The silence between them was deafening, almost painful, as they drove from the asylum. Traffic had been agreeable, and thus they were not forced to spend more than the required time by each other’s side. Maru gnawed gently on the inside of her cheek, doing her best to keep herself from saying something she’d regret.
But, what could she say? Did she dare to defend herself and her rights in attempting suicide? It was the coward’s way out, she knew, a low and dishonorable way to go out of the world. She knew her grandfather would see it that way, anyway.
“No lost life will ever be worth your own.” The soft, slow words of Japanese caught Maru off guard, and she turned bemused eyes to her grandfather. The old man stared at the road ahead with a hard expression, though his eyes were gentle. “Your actions were both foolish and rash.”
“My actions were all I had left,” the girl retorted defensively in Japanese as well, dark eyes narrowed. “And they still are.”
“You think so little of this world, Maru.” Her grandfather shook his head with an ashamed expression. “You are only a child. A selfish child.”
“Selfish?” The word came out in an angry and high-pitched tone. “I killed Zach so that he wouldn’t suffer a worse fate, so that Kobayashi would leave him in peace. Death was his only escape.” She moved pained eyes from her grandfather and back to the window. He wouldn’t see her tears.
“Hai,” her grandfather said with a nod, “But you try to atone for taking his life by taking your own? You think so much of yourself that your life could possibly make up for that of a young man’s?” He shook his head. “Selfish child.”

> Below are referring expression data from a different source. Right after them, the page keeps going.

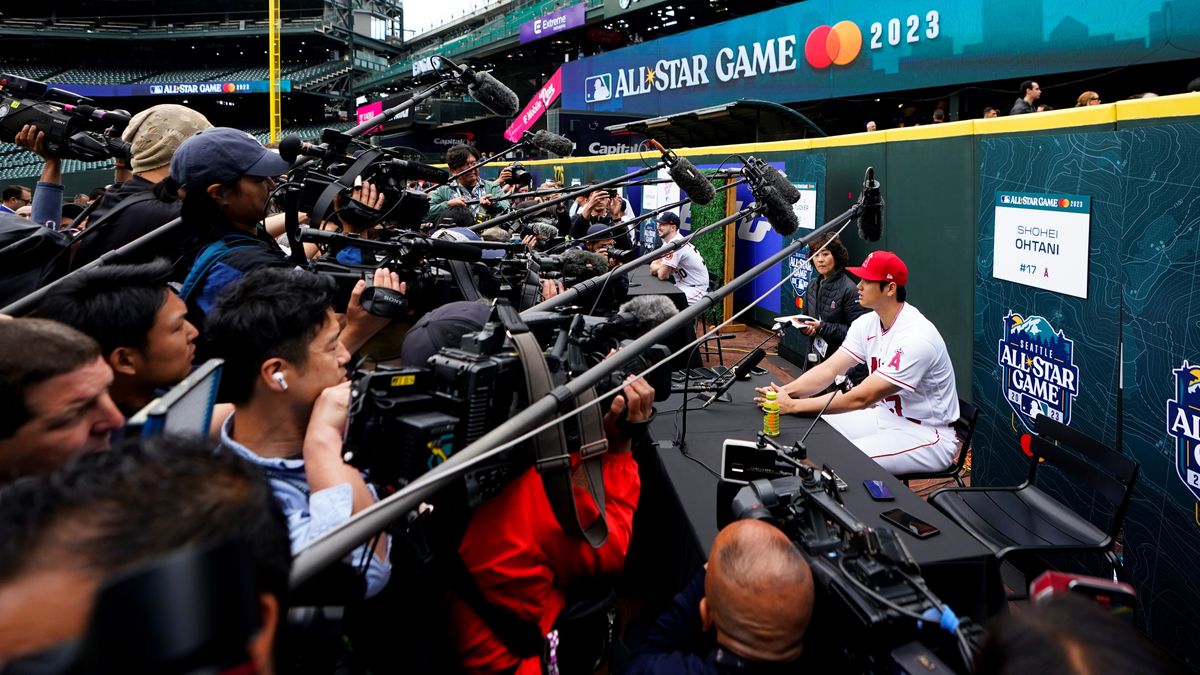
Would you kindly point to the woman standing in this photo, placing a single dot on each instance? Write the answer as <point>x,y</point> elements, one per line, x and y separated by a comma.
<point>832,299</point>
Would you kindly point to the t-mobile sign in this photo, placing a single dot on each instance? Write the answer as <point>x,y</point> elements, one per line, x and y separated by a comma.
<point>553,23</point>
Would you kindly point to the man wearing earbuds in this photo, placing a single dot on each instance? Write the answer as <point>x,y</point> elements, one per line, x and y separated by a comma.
<point>285,372</point>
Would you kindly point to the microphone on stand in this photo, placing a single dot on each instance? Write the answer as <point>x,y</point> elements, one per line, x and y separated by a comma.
<point>741,370</point>
<point>484,88</point>
<point>870,220</point>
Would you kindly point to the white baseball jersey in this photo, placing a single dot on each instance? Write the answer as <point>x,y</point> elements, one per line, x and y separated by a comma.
<point>688,270</point>
<point>912,356</point>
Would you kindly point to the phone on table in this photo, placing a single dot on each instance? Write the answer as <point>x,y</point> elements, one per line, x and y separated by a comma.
<point>879,490</point>
<point>910,523</point>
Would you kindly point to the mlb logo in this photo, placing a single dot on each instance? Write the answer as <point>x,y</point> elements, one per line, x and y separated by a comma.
<point>598,88</point>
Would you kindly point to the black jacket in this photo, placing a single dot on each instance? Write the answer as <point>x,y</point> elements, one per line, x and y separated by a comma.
<point>833,300</point>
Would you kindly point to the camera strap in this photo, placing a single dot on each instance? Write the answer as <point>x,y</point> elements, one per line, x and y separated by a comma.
<point>553,454</point>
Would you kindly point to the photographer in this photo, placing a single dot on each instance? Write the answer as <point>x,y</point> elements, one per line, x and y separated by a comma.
<point>106,515</point>
<point>139,322</point>
<point>467,186</point>
<point>521,559</point>
<point>285,372</point>
<point>154,136</point>
<point>745,613</point>
<point>54,400</point>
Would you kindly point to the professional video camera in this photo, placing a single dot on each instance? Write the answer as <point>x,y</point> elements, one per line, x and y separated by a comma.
<point>325,185</point>
<point>75,127</point>
<point>874,611</point>
<point>521,175</point>
<point>407,420</point>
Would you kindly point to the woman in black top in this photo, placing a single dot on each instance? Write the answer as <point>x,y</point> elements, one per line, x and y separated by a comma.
<point>833,299</point>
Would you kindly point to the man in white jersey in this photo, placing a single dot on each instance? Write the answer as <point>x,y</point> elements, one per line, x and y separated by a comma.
<point>901,413</point>
<point>685,268</point>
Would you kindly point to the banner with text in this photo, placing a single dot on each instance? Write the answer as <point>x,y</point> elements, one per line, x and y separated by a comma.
<point>559,21</point>
<point>174,88</point>
<point>832,48</point>
<point>537,107</point>
<point>1042,240</point>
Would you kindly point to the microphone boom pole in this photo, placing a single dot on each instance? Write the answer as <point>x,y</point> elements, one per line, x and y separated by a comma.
<point>336,543</point>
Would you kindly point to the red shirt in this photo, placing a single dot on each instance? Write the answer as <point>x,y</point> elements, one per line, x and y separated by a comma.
<point>522,560</point>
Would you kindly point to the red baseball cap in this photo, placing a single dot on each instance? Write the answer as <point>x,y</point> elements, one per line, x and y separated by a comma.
<point>882,266</point>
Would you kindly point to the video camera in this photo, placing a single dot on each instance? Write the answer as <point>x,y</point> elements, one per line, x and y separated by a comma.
<point>324,187</point>
<point>407,420</point>
<point>75,129</point>
<point>874,610</point>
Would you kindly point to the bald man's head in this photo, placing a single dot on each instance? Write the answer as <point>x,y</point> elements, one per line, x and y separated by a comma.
<point>757,592</point>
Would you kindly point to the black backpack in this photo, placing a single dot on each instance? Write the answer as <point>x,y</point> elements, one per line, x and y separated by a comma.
<point>29,257</point>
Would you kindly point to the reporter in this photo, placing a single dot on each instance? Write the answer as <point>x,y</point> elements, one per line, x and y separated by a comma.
<point>54,400</point>
<point>745,613</point>
<point>522,560</point>
<point>285,372</point>
<point>139,322</point>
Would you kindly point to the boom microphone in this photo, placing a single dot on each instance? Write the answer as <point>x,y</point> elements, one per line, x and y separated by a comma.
<point>690,180</point>
<point>779,213</point>
<point>870,219</point>
<point>550,142</point>
<point>486,89</point>
<point>739,371</point>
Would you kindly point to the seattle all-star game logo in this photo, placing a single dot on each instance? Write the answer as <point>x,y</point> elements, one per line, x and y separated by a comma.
<point>802,275</point>
<point>1039,371</point>
<point>1183,425</point>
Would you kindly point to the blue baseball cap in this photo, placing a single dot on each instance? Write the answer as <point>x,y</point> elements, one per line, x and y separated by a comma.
<point>222,155</point>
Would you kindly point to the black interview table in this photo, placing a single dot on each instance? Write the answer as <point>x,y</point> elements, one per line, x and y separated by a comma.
<point>677,521</point>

Maru turned enraged eyes on her grandfather. “No part of my life, not the whole of it, could make up for Zach’s loss.” By then, tears had formed in her eyes, and she no longer cared if her grandfather saw. “He was kind, and gentle, and caring, and a wonderful person. How could I ever think that losing my own life could make up for what I did?
“I didn’t try to kill myself to atone for Zach, I did it to escape this fucking hell on earth!” she cried angrily. “Perhaps I am selfish, but perhaps not. As far as I’ve seen, the only thing I can bring to the people around me is pain, and misery, and death. It would be better off if I had died.”
“Yet again, you speak like a child.” The demeaning tone of the old man’s voice only fueled Maru’s rage. “Do you truly believe that your existence is what brought such pain into your mother and father’s lives? Into this Zach’s?” He shook his head once again. “You give yourself far too much credit.”
Then it was enough. Maru had had enough of her grandfather’s patronizing words, of the way he spoke to her like one of his martial art students. She could no longer share these small quarters with him in peace. She had to get out. It was a primal need.
In a brazen and rash act, Maru through her door open as the car moved. She tossed herself out and hit the ground at a shaky run before turning to slam the door closed. The girl never failed to notice the peaceful and disinterested look on her grandfather’s face.
‘Fuck you,’ she screamed silently, turning her back. ‘I don’t need you. I don’t need this.’
Maru turned and shot off at a run, diving through the crowded streets of Manhattan as the wound in her head pounded. She pushed through the masses without apology and without pause, flying aimlessly with her head down. This time, in all honesty, she didn’t care where she ended up.